The Court acknowledged that, in private antitrust actions, the burden of proof on the plaintiff may be relieved to ensure an effective protection of the victims, when there is information asymmetry between the parties in their access to evidence.
However, in the case at hand, the Court of Appeal held that Enter had not satisfied the burden of alleging the elements of non-contractual liability.
The Court noted that there was no asymmetry in access to evidence capable of justifying a derogation from the general principles on the burden of allegation and proof. Enter itself had acknowledged that it had access to the relevant information, as it could verify whether the KOs communicated by TIM were justified (including by contacting final customers, in case of problems relating to them). Therefore, Enter could have provided the court with circumstantial evidence of allegedly unlawful KOs communicated by TIM, by identifying the KOs it considered not justified by the circumstances provided for by sector- specific regulation, or by indicating the criteria to identify such KOs.

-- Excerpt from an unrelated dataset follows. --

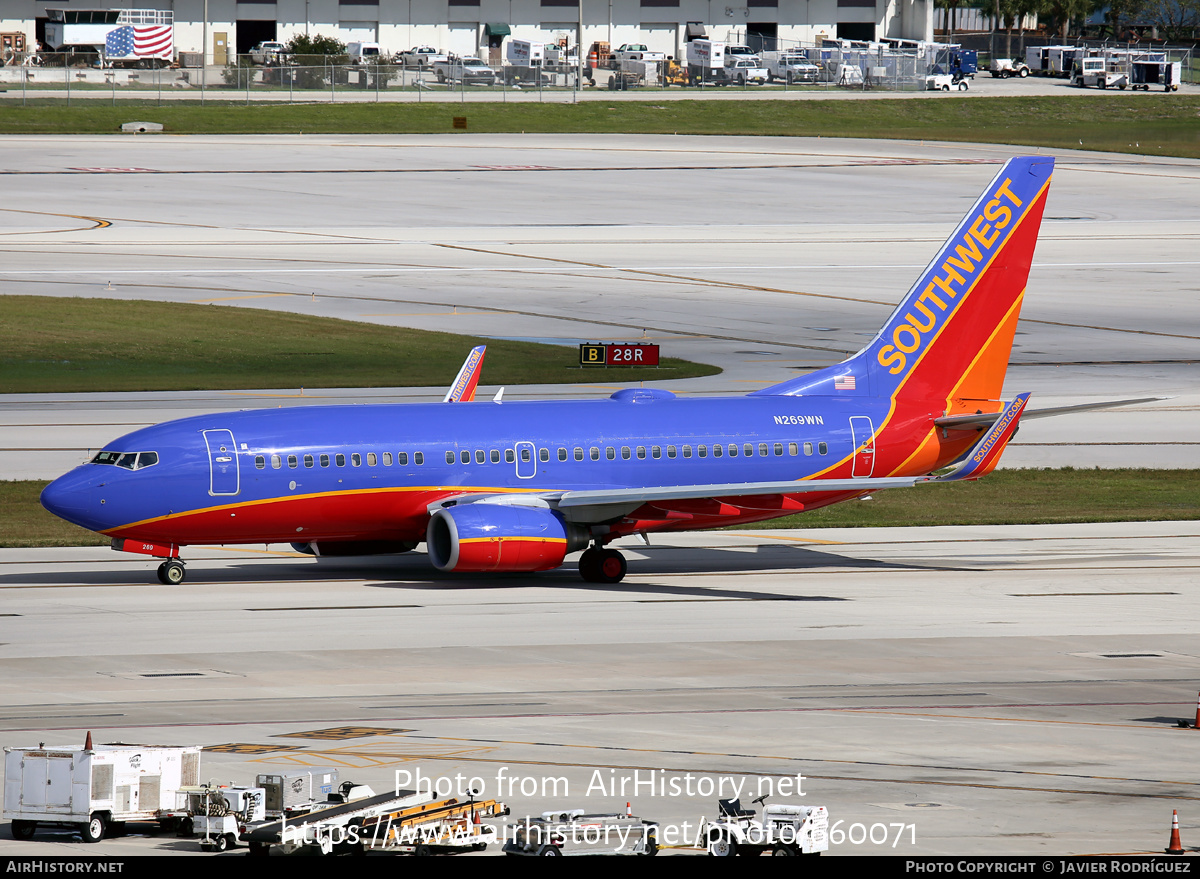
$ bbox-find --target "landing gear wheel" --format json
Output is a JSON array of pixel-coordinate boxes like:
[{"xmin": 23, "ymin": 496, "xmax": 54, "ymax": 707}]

Thus, the Court of Appeal confirmed that a mere statistical analysis of the percentage of KOs communicated by TIM to Enter was not sufficient to satisfy the burden of allegation and proof on the plaintiff. Furthermore, the Court held that the decision of the Court of Milan to dismiss Enter’s request for an expert report was correct, as the request was exploratory and aimed at curing the deficiencies in the allegation of the relevant facts through the use of alleged statistical evidence.
For the abovementioned reasons, the court concluded that the appeal did not have any reasonable likelihood of being upheld, and declared it inadmissible pursuant to Articles 348-bis and ter of the CCP.
The case at hand is part of a series of follow-on actions based on the A428 Decision. The findings of the Court in this case could have important implications for the other ongoing cases based on the A428 Decision as well as, more generally, for the assessment of antitrust damages claims in follow-on actions.
 Milan Court of Appeal, Judgment No. 1880 of June 7, 2021.
 Court of Milan, Judgment No. 11772 of December 18, 2019.
 ICA Decision No. 24339 of May 9, 2013, Case A428, Wind-Fastweb/Condotte Telecom Italia. The decision was subsequently upheld by the TAR Lazio (Judgment No. 4801/2014) and the Council of State (Judgment No. 2479/2015).
 Court of Milan, Judgment No. 11772.